Normalisation
- The process of dividing larger tables into smaller tables such that these smaller tables are related to each other.
- The main motive of normalisation is to reduce data redundancy.
- No data is duplicated. If data duplication is avoided, consistency of data can be ensured. As a result, there will no anomalies during data insertion, changes and deletion.
- Flexible and Proper structure of a table: A table must allow for a wide range of number of entries to a table.
- The structure of table must allow users to run different types of queries to get result.
1. First Normal Form (1NF)
- A table is said to be in first Normal Form (1NF) if none of its attributes are repeated and there is no grouping of attributes.

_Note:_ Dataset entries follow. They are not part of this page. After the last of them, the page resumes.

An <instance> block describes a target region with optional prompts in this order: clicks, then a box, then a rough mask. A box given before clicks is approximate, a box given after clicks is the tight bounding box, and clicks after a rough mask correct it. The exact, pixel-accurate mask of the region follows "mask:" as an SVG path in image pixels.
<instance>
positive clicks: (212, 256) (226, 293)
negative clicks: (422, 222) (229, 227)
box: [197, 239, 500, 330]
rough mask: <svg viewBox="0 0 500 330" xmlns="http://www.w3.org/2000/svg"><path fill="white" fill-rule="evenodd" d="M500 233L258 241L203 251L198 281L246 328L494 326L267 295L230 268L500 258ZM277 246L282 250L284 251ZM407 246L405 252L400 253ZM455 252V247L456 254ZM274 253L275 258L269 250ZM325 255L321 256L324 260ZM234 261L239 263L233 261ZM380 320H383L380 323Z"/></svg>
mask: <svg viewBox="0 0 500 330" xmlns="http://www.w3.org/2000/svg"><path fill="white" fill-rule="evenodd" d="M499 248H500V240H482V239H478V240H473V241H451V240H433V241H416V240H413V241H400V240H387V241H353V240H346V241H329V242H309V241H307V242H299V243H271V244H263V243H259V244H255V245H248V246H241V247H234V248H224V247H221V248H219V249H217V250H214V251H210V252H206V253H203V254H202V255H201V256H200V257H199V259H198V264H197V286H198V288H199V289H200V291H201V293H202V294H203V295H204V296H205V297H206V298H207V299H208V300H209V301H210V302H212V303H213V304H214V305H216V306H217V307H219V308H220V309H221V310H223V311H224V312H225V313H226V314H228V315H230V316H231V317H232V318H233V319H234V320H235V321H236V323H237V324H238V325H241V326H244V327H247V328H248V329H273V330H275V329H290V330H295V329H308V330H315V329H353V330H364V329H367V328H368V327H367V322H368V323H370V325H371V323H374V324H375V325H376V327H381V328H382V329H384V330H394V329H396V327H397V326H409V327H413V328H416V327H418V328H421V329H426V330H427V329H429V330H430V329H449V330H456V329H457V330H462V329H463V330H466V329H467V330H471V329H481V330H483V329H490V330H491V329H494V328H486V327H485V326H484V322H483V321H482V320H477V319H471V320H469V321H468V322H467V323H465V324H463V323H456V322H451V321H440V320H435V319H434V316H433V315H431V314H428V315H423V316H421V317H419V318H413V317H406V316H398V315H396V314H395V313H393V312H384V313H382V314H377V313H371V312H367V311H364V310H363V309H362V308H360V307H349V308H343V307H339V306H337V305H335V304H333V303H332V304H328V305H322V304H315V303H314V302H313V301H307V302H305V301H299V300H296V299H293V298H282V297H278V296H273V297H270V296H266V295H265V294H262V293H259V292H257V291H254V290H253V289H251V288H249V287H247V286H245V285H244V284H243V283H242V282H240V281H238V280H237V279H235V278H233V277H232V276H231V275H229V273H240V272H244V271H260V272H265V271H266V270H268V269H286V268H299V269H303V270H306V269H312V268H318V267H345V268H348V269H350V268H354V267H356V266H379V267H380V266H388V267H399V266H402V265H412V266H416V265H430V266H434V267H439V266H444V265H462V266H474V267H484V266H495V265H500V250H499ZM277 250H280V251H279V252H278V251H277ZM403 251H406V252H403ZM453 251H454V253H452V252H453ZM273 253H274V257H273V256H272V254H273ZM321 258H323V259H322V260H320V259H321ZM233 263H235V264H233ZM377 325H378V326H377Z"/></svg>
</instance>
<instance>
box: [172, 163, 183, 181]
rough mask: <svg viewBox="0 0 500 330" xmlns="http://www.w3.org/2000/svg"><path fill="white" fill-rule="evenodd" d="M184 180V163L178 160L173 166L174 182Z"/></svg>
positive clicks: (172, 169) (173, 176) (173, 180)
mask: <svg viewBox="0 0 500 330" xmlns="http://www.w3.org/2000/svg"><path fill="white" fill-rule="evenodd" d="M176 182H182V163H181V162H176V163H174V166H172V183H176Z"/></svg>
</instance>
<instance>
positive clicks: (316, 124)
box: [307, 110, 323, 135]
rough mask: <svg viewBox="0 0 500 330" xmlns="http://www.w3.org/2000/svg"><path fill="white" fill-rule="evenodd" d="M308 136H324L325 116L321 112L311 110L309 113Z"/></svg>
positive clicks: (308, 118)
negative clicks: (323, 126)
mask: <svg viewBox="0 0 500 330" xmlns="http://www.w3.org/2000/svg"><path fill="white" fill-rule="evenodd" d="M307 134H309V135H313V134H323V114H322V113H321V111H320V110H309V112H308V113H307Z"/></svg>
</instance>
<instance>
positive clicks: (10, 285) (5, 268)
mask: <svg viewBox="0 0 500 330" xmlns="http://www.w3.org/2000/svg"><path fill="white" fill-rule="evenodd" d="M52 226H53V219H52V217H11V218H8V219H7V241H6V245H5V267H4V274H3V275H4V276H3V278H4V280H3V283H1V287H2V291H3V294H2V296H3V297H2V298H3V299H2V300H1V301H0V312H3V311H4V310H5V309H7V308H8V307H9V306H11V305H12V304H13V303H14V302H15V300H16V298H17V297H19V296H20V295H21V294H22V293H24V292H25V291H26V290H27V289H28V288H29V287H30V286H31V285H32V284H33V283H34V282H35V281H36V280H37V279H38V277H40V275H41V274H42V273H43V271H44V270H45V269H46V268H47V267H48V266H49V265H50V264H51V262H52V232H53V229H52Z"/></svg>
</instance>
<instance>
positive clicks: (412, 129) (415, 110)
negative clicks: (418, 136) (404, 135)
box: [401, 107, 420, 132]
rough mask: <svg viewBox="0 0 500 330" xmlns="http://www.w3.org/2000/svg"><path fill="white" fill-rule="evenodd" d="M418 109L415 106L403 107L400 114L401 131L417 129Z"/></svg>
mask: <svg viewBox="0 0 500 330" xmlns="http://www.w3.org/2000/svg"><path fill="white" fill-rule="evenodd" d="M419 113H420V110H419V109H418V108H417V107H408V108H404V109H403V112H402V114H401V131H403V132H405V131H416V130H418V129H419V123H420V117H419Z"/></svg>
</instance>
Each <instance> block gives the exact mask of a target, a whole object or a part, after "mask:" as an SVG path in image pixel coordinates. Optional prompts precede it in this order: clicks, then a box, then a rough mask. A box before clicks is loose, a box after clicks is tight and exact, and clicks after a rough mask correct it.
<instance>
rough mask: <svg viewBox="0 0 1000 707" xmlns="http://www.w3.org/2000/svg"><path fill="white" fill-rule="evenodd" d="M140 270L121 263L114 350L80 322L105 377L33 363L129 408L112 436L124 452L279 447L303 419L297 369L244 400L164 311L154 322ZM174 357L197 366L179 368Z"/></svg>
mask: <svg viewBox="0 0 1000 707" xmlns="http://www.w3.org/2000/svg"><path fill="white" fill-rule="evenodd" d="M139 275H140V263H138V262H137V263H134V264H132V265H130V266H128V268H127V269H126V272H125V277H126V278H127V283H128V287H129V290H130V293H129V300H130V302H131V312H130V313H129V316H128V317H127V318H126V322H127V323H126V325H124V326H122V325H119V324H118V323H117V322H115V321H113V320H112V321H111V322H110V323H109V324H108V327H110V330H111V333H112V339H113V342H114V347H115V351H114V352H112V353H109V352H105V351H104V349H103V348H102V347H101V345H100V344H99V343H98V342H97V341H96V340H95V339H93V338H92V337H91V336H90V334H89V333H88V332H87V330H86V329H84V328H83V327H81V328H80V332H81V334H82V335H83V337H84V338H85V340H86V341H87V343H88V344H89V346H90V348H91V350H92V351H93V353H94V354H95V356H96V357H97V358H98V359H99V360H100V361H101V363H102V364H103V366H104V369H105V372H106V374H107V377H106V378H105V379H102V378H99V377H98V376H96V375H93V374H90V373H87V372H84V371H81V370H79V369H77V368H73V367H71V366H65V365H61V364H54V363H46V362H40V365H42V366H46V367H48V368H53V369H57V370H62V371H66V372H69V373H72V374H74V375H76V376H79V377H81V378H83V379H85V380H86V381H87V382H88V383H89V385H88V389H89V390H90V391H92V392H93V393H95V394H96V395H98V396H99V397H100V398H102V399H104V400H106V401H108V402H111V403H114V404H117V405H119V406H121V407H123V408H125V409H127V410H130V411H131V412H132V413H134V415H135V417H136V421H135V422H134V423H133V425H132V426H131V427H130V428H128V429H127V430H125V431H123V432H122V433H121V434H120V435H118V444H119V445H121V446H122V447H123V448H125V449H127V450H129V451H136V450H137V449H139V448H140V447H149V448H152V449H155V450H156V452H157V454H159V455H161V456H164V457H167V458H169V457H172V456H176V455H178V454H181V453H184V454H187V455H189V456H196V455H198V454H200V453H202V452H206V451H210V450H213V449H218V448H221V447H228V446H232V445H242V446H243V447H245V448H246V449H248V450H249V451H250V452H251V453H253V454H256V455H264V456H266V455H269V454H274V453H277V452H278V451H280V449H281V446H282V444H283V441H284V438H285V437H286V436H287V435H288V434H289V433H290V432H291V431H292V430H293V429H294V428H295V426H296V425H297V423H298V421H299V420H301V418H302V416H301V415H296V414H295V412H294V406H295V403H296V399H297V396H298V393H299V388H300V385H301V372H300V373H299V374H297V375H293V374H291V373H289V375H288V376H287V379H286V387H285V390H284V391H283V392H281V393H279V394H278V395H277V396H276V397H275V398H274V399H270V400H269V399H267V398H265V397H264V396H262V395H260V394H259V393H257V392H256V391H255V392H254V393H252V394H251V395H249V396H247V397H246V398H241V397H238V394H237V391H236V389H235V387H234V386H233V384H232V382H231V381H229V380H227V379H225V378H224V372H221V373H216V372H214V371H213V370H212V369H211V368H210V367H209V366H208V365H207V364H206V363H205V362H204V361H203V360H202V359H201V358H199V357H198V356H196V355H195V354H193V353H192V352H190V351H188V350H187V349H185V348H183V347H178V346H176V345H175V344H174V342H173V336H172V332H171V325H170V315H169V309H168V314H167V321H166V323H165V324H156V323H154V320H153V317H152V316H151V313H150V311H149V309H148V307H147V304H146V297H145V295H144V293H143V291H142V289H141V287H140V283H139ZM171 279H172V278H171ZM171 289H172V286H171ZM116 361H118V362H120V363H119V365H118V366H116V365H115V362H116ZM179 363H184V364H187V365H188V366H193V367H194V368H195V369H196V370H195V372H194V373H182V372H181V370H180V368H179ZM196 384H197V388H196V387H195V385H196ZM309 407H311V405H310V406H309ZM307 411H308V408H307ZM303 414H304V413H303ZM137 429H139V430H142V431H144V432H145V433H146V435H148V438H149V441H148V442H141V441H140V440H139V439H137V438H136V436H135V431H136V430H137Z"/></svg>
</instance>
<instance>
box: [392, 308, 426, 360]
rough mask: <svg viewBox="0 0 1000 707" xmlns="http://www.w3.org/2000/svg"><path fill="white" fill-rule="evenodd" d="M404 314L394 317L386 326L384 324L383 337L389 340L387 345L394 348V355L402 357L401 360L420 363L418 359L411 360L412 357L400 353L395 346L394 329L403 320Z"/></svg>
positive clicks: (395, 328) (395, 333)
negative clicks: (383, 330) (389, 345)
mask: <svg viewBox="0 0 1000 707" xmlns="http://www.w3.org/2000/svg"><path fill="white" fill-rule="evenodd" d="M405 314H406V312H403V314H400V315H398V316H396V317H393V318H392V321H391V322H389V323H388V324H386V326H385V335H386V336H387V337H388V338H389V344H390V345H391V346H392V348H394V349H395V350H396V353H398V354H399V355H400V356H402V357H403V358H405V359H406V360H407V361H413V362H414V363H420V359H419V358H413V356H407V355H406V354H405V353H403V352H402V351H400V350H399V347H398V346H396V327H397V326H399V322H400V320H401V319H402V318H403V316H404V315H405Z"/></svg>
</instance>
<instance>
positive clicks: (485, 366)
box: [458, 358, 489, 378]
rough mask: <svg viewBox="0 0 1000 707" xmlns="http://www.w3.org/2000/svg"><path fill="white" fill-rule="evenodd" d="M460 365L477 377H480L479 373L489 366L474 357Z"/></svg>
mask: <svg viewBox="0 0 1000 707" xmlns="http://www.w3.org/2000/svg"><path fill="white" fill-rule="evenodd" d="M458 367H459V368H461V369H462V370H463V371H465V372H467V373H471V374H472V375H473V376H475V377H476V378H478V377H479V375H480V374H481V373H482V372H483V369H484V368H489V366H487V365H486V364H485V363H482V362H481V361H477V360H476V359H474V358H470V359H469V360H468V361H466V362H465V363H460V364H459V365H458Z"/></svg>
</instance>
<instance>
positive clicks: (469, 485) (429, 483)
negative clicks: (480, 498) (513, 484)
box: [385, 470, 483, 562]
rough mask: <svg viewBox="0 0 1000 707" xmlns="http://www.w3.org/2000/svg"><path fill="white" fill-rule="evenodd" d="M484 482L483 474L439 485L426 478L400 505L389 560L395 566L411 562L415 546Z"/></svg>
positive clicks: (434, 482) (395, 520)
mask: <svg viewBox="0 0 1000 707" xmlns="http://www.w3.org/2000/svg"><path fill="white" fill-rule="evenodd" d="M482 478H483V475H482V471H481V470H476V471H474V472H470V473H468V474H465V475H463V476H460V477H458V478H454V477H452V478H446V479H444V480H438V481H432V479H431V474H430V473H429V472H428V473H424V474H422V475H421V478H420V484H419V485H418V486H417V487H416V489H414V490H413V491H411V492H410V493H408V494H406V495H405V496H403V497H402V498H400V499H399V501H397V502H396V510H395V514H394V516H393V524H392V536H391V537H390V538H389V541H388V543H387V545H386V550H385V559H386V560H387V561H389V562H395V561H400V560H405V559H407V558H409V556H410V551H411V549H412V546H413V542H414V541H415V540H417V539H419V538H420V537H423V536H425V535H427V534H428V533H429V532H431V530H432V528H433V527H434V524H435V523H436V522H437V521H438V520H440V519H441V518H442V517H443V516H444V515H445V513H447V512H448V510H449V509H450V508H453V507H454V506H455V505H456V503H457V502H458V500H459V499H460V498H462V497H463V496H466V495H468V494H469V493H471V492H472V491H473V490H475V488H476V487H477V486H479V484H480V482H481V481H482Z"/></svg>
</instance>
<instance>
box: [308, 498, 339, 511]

- Let us consider Student table of a School database: Student (StudentID, StudentName, Major, CourseID, CourseTitle, TeacherID, TeacherName, Grades)
- A part of table showing the various courses is given.
- A student may take several courses.
- Each course will have an individual teacher to handle it.
- Each course will also have separate grades.
- In the above table, there will be grouping of courses and several other fields in the table.
- The best way to solve this is to separate this table into two different tables:
- Student (StudentID, StudentName, Major) Course (CourseID, CourseTitle, TeacherID, TeacherName, Grades)
- Now, the tables are in 1NF form.
2. Second Normal Form (2NF)
- For a table is to be in second Normal Form (2NF), it must first be in first Normal Form (1NF).
- If it contains a single primary key, then it is automatically in 2NF.
- But if the table consists of a composite primary key, all the non-key attributes must be dependent on the complete primary key, that is, no partial dependencies on the primary key.
- A partial dependency is a state in which the one or more non-key attributes are dependent on only a part of primary key.
- The Student table and Course table are in 2NF form already because all its entities are completely dependent on their primary key.
- The CourseGrade table consists of a composite primary key (CourseID, StudentID).
- The non-key attribute Grade is dependent on both the primary keys.
- Hence, the tables are now in 2NF form.
Student (StudentID, StudentName, Major)
Course (CourseID, CourseTitle, TeacherID, TeacherName)
CourseGrade (CourseID, StudentID, Grades)
- However, there are still some anomalies present.
- To add teacher information, a course is required.
- When a course is deleted, the teacher information is automatically deleted.
- These problems are solved in the next stage of normalisation.
3. Third Normal Form (3NF)
- For a table is to be in third Normal Form (3NF), if must first be in second Normal Form (2NF) and it must not contain any ‘non-key dependencies’.
- Non-key dependency is said to be present when the value of a non-key attribute is functionally dependent on another non-key attribute.
- Consider the table Course:
Course (CourseID, CourseTitle, TeacherID, TeacherName)
- The attribute TeacherName is directly associated with TeacherID, but in the table it is defined to be dependent to CourseID.
- This is incorrect and creates anomalies.
- This relation is modified by removing this table and creating two new tables Course and Teacher.
- The tables in the database now are:
Course (CourseID, CourseTitle, TeacherID)
Teacher (TeacherID, TeacherName)
CourseGrade (CourseID, StudentID, Grades)
Student (StudentID, StudentName, Major)
- Now, the tables are in 3NF.
- No data redundancy: Normalisation ensures that data in a table is not repeated on another table. Data redundancy leads to inconsistency and anomalies during data insertion, deletion and modifications.
- Easy to maintain: Because there are no data duplications, it is enough to update data once. In case of data duplication, we must change the data everywhere it appears, which is tedious and missing updates in a place leads to data inconsistencies.
- Saves memory space: Because there are no data duplications, a normalised table occupies lesser memory compared to its unnormalised version.
- Saves time in searching and sorting: Because of normalisation, we have smaller tables without duplication. Hence, searching and sorting is performed at a faster rate.
- Prevents accidental deletions: The link between the tables are well-defined. Hence, data in a table that is linked to other tables cannot be deleted accidentally.
Normalisation:
Normalisation is the process of dividing larger tables into smaller tables such that these smaller tables are related to each other.
First Normal Form (1NF):
No repeated attributes and no grouping of attributes
Link table:
Many-to-many relationships always require a link table
Second Normal Form (2NF):
Table is in 1NF form & no partial dependencies
Third Normal Form (3NF):
Table is in 3NF form & no non-key dependencies